OK, thanks Jon - I'm glad to

dmarekatc · ‎01-21-2016

Hello Forum,

I’m hoping the community can provide some assistance on configuration for loop prevention & route flapping with multiple connection points given bi-directional redistribution of OSPF & BGP. Obviously the ultimately goal being a stable state for routing with all the redundancy in an efficient manner (the goal for all of us managing a network).

I’ve attached a sample diagram to help illustrate the topology for various ways remote sites (Rx) are connected back to two Head-End routers, though in reality there are hundreds of remote routers involved in the different connectivity designs (standalone, daisy-chained, etc.).

A couple of items to note / assume they cannot be changed:

The network is currently all OSPF –based, but in transitioning to MPLS (Provider Based L3) for the Carrier circuits only and it requires the use of BGP.
The P2P links are much higher bandwidth than the Carrier circuits, and thus OSPF would seemingly need to be favored over BGP.
Each router with a Carrier circuit has its own unique ASN, and OSPF Process 100 will be referenced on the routers.

Where I’m at: (you’ll want to view the diagram for the device references)

Using HE1 (Head-End Router) and R5 (Remote Site) as an easy starting point, as it doesn’t need OSPF for the LAN side of R5. No other BGP instance is running until stated.

For the MPLS/BGP connectivity, both HE1 & R5 are CER’s of course and peered to their respective PER’s.
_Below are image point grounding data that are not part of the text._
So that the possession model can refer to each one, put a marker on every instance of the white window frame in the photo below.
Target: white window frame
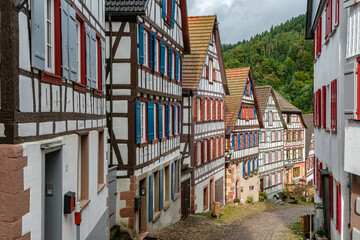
(146, 59)
(210, 70)
(143, 121)
(78, 46)
(50, 44)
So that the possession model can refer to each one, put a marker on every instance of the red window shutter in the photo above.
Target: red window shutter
(195, 109)
(337, 12)
(196, 154)
(208, 114)
(202, 107)
(338, 207)
(331, 193)
(324, 107)
(209, 150)
(203, 152)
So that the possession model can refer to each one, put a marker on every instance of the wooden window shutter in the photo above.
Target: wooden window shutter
(196, 154)
(208, 150)
(338, 206)
(161, 190)
(172, 180)
(151, 210)
(331, 193)
(324, 107)
(337, 12)
(150, 121)
(138, 121)
(202, 107)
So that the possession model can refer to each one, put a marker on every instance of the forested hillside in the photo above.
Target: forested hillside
(281, 58)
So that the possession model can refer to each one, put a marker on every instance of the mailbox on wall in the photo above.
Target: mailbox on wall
(69, 202)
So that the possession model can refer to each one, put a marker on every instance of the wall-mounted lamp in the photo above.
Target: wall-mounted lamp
(18, 4)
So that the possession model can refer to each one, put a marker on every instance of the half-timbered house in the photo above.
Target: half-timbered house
(53, 125)
(204, 90)
(242, 128)
(146, 41)
(333, 27)
(271, 143)
(294, 137)
(309, 149)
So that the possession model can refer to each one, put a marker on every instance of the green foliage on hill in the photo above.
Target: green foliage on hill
(281, 58)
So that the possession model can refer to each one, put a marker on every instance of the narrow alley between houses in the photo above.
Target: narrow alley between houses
(245, 222)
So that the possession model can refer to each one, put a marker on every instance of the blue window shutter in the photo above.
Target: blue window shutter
(238, 141)
(138, 121)
(180, 119)
(38, 34)
(243, 169)
(179, 171)
(93, 49)
(103, 67)
(64, 39)
(174, 120)
(177, 67)
(141, 44)
(244, 140)
(150, 120)
(88, 58)
(170, 62)
(167, 120)
(160, 120)
(152, 50)
(162, 57)
(163, 10)
(73, 53)
(161, 189)
(172, 13)
(172, 179)
(151, 210)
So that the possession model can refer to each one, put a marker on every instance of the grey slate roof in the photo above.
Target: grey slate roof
(126, 6)
(308, 118)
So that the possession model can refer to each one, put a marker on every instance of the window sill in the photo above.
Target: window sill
(176, 196)
(101, 187)
(156, 216)
(51, 78)
(166, 205)
(84, 203)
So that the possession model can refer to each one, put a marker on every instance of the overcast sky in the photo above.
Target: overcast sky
(242, 19)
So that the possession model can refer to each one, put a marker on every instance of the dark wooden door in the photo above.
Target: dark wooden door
(185, 199)
(219, 190)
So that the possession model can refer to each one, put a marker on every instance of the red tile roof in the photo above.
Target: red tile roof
(200, 29)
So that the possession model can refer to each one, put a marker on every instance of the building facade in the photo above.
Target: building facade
(309, 149)
(242, 128)
(271, 143)
(294, 145)
(53, 123)
(331, 25)
(204, 90)
(147, 40)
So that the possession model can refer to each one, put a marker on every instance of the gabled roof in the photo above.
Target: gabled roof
(262, 93)
(284, 104)
(237, 79)
(200, 30)
(136, 7)
(308, 118)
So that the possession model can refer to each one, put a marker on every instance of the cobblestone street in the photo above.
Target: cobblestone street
(247, 222)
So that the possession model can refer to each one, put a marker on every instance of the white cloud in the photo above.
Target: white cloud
(242, 19)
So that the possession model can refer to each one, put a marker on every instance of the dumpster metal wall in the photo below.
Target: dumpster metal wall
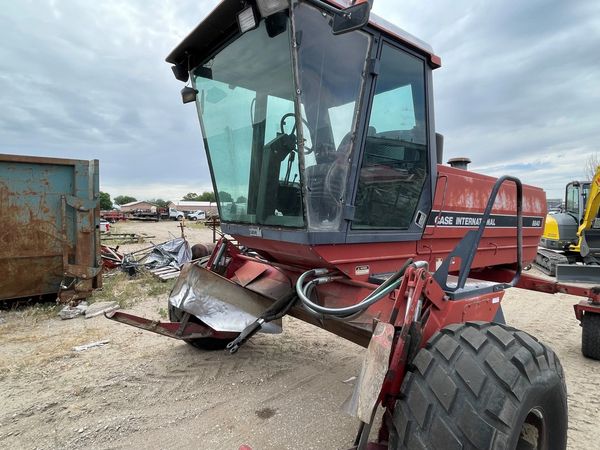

On R5, I’m redistributing Connected in BGP rather than specifying networks. All good there, and can take it a step farther with redistributing BGP into OSPF and OSPF into BGP on HE1, as well as adding the redistribution to HE2 but keeping its MPLS connection shutdown. I’ve also increased the admin distance for BGP to be 115 and when redistributing BGP into OSPF the metric is being increased. Again, no problem as you’d expect and of course the purpose of the mentioned distance/metric increases is to ensure OSPF is favored in all cases; and you can ping and connect from both PC1 & PC2.

As you may have guessed, a problem will arise if/when I enable the interface for the MPLS connection on HE2 as a loop would be introduced. So, first step was adding route-maps using tag attributes, but the caveat there is that you can’t use a set tag when redistributing an IGP into BGP.

You’ll get: % "<route-map name>" used as redistribute ospf into bgp route-map, set tag not supported

Alright, so I moved to a community attribute to get around that. Where I’m at now then, when I do enable the HE2 interface for the MPLS circuit isn’t a router crushing loop thankfully but unfortunately a route flap occurs within BGP it would appear; and you get about 30 seconds of connectivity from one side (say PC1) then loss on that side, while the other side (PC2) “works”, and repeat of course.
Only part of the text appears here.